A proposta de Ronaldo Cagiano é nos mostrar e alertar sobre a áspera natureza do caos que, para ele, não habita o nível do inconsciente como acontece com a maioria de nós. Para tanto, o poeta demonstra que a realidade caótica, além de fazer morada em seu interior, habita, em forma de memória crônica, o seu nascimento, estendendo-se ao ambiente geográfico de sua cidade natal, bem como do Brasil e do restante do mundo.

No poema “Autorretrato” nos deparamos com as águas do ribeirão Meia-Pataca, de sua cidade natal, Cataguases, extravasada de seu leito como propulsora do caos.

 

Autorretrato

Nasci empurrado pelas águas

De um ribeirão em fúria

Numa madrugada espúria

Com sua opulência de gritos,

Abril se despedaçando […]   p.39

 

No fragmento seguinte do poema “Noturno”, na descrição da cidade de São Paulo, onde viveu o poeta por uma década, vemos a geografia de gentes como o caos essencial que configura a Metrópole:

Noturno

A cidade é essa hera

É um presépio de multidões bovinas

Sob relâmpagos difusos na sisudez do asfalto. […]   p.141

E chega à Roma o caos do poeta, como conferimos nos seguintes versos:

À margem do Tibre

Há outros impérios a ruir

Enquanto a primavera não chega

Nesse janeiro de intempéries

Nesse rio de sarças ardentes […]   p. 99

Na poética de Cagiano, o resultado do caos emocional por que passam muitas pessoas também é visitado. Não poderia, na sua investigação e reflexão desse estar de coisas, deixar de demonstrar esse reflexo com as suas chagas a se manifestar na paisagem de um sol febril e disforme:

 

Insularidade

A memória das coisas

Não acompanha o andarilho

Que hoje bateu à nossa porta.

 

Com ele a nostalgia dos dias

E a notícia de tardes morimbudas

Com sóis hemorrágicos sobre as colinas. […]   p.23

 

Note, na 2ª estrofe, que a memória de “antes” transforma-se em energia latente a qual transfigura-se na própria paisagem com seu entardecer desolador, como uma espécie de subproduto do caos. É o caos e as suas camadas.
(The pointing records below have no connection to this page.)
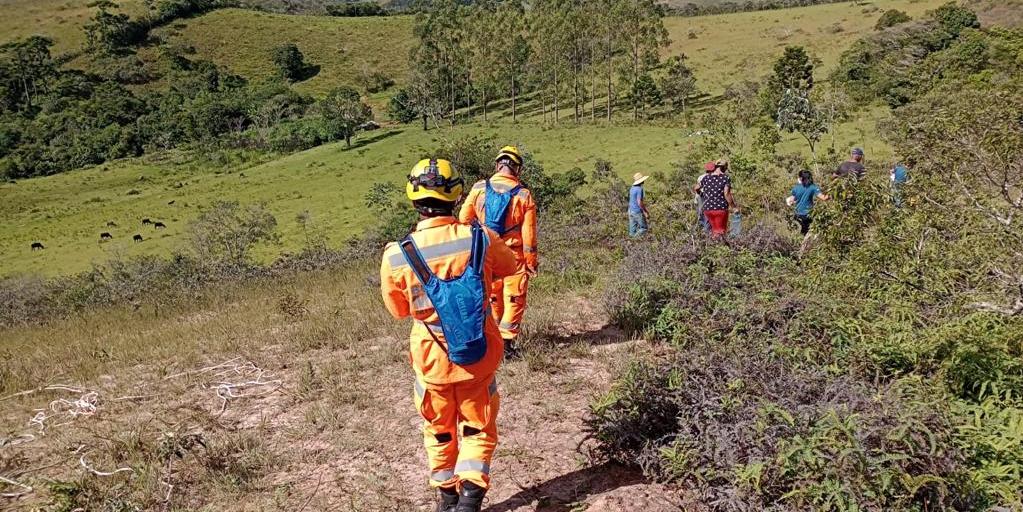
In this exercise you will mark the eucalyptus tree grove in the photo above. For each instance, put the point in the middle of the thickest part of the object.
(548, 55)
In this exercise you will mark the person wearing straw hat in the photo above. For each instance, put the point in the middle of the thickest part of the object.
(638, 216)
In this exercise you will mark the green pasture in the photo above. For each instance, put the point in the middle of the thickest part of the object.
(727, 48)
(68, 212)
(343, 47)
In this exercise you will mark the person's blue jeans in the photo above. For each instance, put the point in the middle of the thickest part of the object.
(637, 224)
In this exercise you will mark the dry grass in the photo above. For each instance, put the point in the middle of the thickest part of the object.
(325, 421)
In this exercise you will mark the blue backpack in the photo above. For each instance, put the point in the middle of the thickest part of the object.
(496, 208)
(459, 302)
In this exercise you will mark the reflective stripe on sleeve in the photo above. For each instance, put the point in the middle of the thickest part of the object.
(473, 465)
(433, 252)
(443, 475)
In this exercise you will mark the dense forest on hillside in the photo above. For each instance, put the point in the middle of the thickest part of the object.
(876, 364)
(882, 371)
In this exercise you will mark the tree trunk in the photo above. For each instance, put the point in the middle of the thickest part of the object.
(543, 104)
(515, 115)
(469, 97)
(575, 94)
(451, 91)
(611, 70)
(635, 77)
(558, 91)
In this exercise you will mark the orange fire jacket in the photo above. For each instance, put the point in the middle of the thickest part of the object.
(445, 245)
(520, 220)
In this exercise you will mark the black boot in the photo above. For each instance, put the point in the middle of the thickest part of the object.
(471, 498)
(512, 351)
(448, 500)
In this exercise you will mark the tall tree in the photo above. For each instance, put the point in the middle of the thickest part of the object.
(514, 49)
(344, 112)
(797, 114)
(26, 67)
(641, 25)
(679, 83)
(793, 71)
(578, 37)
(483, 62)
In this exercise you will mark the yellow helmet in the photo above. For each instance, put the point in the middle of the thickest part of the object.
(434, 178)
(512, 153)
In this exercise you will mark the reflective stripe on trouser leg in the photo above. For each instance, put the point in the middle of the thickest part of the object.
(497, 300)
(516, 290)
(479, 403)
(439, 410)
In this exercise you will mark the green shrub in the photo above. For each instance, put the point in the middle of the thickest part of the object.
(891, 17)
(732, 422)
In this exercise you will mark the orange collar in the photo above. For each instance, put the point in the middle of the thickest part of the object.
(505, 177)
(435, 222)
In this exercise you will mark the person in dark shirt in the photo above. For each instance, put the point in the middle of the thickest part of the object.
(854, 167)
(899, 176)
(802, 198)
(716, 192)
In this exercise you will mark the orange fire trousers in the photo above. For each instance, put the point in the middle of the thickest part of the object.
(507, 303)
(459, 430)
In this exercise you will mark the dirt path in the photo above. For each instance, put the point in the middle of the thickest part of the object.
(325, 430)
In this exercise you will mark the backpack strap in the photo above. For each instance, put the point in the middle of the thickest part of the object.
(479, 252)
(415, 260)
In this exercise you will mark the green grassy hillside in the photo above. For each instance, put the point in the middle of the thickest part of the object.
(727, 48)
(730, 46)
(67, 212)
(58, 19)
(343, 47)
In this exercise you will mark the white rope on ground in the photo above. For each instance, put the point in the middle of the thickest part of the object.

O engajamento social norteado pela crítica pontual e perspicaz também é característica da poética de Ronaldo Cagiano, como, por exemplo, podemos observar em:

 

Sierra Maestria

Já não se fazem revoluções

Como antigamente

Nesse tempo de ilusões famintas

E utopias sem destino.

 

Um duelo terrorista contra o nada.   p.25

 

Percebemos nos versos acima a descrição do cenário atual do planeta em que terroristas matam, tiram vidas inocentes, amparados apenas por um sonho religioso.

Lindo labor poético observamos nos versos de “Velhice”, onde com pericia lexical e sensibilidade o poeta coloca o tempo como escultor do próprio ato de envelhecer, que tudo definha, usando para isso uma linguagem acentuada e desnuda de alegorias amenas.

 

Velhice

O tempo deixa suas digitais de horror

Na epiderme prenhe de rugas.

[…]

Ante virgem e indevassada,

Agora a pele calcinada

Lembra a terra arrasada por incêndio.   p. 44

 

No poema “O Barbeiro”, com precisão estética e tom observador, Ronaldo Cagiano alia o ofício da barbearia, presente no ambiente de sua infância, com reflexões existenciais dotadas de uma linguagem viva e expressiva, como se nota no recurso metonímico seguinte:

 

O barbeiro

… no bailar da lâmina

Desbasta o jardim de pelos

Corrige

As voçorocas da pele.

De quantas faces

É construída a sua vida?   P.74

 

O eu-lírico, no poema “O barbeiro”, sabe reconstruir com palavras dotadas de recursos expressivos o ofício da barbearia, acrescentando ao final da sua criação uma atmosfera norteada por questões existencialistas.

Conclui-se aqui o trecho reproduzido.